|Brown, Joel - NRCS|
Submitted to: Annual Conference of the Quivira Coalition Proceedings
Publication Type: Popular Publication
Publication Acceptance Date: October 15, 2005
Publication Date: August 3, 2005
Citation: Bestelmeyer, B., Brown, J. 2005. State-and-transition models 101: A fresh look at vegetation change. The Quivira Coalition Newsletter. 7(3):6-11. Interpretive Summary: No interpretive summary required.

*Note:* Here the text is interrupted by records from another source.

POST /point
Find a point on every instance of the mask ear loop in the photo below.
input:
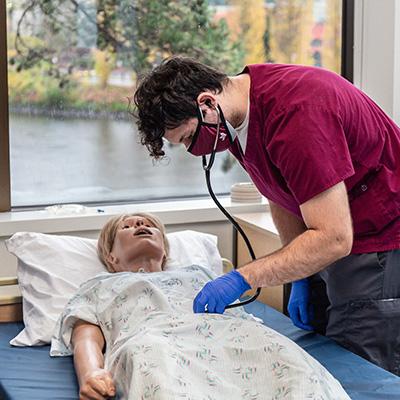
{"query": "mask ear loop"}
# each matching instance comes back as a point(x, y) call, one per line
point(208, 166)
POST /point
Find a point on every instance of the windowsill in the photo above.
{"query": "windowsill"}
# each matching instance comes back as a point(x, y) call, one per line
point(171, 213)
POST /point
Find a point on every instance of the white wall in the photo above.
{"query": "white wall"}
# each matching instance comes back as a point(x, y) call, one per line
point(377, 52)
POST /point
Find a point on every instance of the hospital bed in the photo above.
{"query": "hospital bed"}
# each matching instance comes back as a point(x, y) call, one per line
point(30, 373)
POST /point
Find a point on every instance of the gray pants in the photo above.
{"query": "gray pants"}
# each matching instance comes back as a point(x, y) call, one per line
point(357, 304)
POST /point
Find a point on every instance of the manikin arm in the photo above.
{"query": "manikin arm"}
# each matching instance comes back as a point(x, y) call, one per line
point(88, 344)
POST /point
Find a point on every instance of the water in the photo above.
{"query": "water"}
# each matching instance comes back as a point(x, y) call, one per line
point(64, 161)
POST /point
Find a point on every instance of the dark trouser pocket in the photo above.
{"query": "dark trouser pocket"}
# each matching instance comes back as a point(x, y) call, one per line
point(372, 330)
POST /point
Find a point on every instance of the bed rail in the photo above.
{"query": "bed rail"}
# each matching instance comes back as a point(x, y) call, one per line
point(10, 305)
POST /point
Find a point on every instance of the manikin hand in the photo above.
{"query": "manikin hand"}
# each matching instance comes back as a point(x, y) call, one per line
point(220, 292)
point(97, 385)
point(299, 307)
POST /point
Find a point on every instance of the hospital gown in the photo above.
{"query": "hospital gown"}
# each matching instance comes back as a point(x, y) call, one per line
point(157, 348)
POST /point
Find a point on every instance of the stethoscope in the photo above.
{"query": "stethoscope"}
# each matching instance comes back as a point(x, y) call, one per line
point(207, 168)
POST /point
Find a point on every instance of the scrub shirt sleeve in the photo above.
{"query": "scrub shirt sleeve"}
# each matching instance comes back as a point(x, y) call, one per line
point(308, 146)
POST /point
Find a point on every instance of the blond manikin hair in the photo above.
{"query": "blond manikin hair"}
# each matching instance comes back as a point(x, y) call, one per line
point(107, 236)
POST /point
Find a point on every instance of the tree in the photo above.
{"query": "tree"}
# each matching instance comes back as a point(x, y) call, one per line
point(140, 33)
point(331, 44)
point(251, 19)
point(291, 31)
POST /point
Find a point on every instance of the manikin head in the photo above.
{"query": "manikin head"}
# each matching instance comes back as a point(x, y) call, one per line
point(133, 242)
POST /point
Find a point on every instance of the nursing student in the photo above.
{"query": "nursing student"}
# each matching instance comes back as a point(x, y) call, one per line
point(327, 158)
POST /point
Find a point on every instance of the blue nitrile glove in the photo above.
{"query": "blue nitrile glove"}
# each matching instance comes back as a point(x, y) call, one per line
point(220, 292)
point(299, 305)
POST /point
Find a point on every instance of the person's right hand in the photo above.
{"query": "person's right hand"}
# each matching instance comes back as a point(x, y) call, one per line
point(97, 385)
point(299, 308)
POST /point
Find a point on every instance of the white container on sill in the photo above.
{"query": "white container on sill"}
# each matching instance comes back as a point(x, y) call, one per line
point(245, 192)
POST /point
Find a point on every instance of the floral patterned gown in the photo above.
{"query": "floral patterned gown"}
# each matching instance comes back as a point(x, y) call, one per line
point(158, 349)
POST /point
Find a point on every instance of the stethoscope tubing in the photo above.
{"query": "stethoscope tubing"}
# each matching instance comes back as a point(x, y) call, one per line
point(207, 168)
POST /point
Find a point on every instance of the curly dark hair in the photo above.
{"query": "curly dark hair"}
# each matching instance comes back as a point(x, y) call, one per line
point(166, 97)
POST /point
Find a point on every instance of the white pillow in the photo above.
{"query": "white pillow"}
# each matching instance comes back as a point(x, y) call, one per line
point(52, 267)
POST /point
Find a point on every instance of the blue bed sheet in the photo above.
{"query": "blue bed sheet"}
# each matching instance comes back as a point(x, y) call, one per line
point(30, 373)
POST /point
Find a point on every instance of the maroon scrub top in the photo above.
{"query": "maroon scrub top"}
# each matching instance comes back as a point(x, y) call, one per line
point(310, 129)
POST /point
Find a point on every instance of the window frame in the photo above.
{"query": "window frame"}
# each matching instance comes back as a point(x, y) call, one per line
point(5, 188)
point(347, 66)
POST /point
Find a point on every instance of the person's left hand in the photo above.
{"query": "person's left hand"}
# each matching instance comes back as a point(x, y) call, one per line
point(220, 292)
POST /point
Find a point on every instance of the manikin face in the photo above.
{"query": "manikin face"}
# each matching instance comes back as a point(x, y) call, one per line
point(138, 244)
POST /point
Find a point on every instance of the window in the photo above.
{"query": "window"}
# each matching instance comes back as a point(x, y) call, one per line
point(72, 65)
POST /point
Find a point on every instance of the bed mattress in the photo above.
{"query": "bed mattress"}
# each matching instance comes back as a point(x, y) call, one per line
point(30, 373)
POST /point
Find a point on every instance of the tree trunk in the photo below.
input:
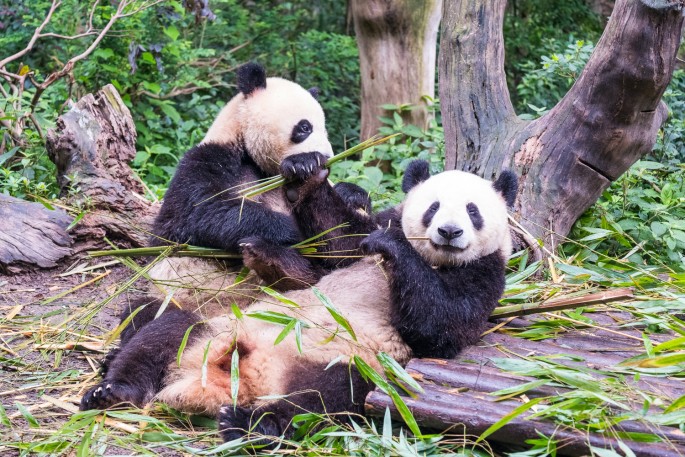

Technical Abstract: State-and-transition models are part of a new framework for evaluating the condition of rangelands, anticipating vegetation change, and planning land management. Government agencies, scientists, non-governmental organizations, and ranchers are involved in developing this framework. Why should you care? First, a clear understanding of vegetation change is critical. It lies at the center of the conflict (and cooperation) with which many of us are involved. It affects our bottom line, our interactions with others, and our ways of life. If you have ever wondered why vegetation has changed the way it has, what it used to look like, or what it could look like in the future, then you could probably use a state-and-transition model (hereafter, STM). Second. it is important to realize that both new scientific and policy developments will be connected to the concepts underlying STMs. Even an Undersecretary of the Interior Department and the director of the Bureau of Land Management (BLM) have publicly advocated the uses of STMs. The Nature Conservancy is also using STMs to prioritize conservation efforts. Alongside rangeland health, STM concepts will be part of the common language of natural resource management for years to come.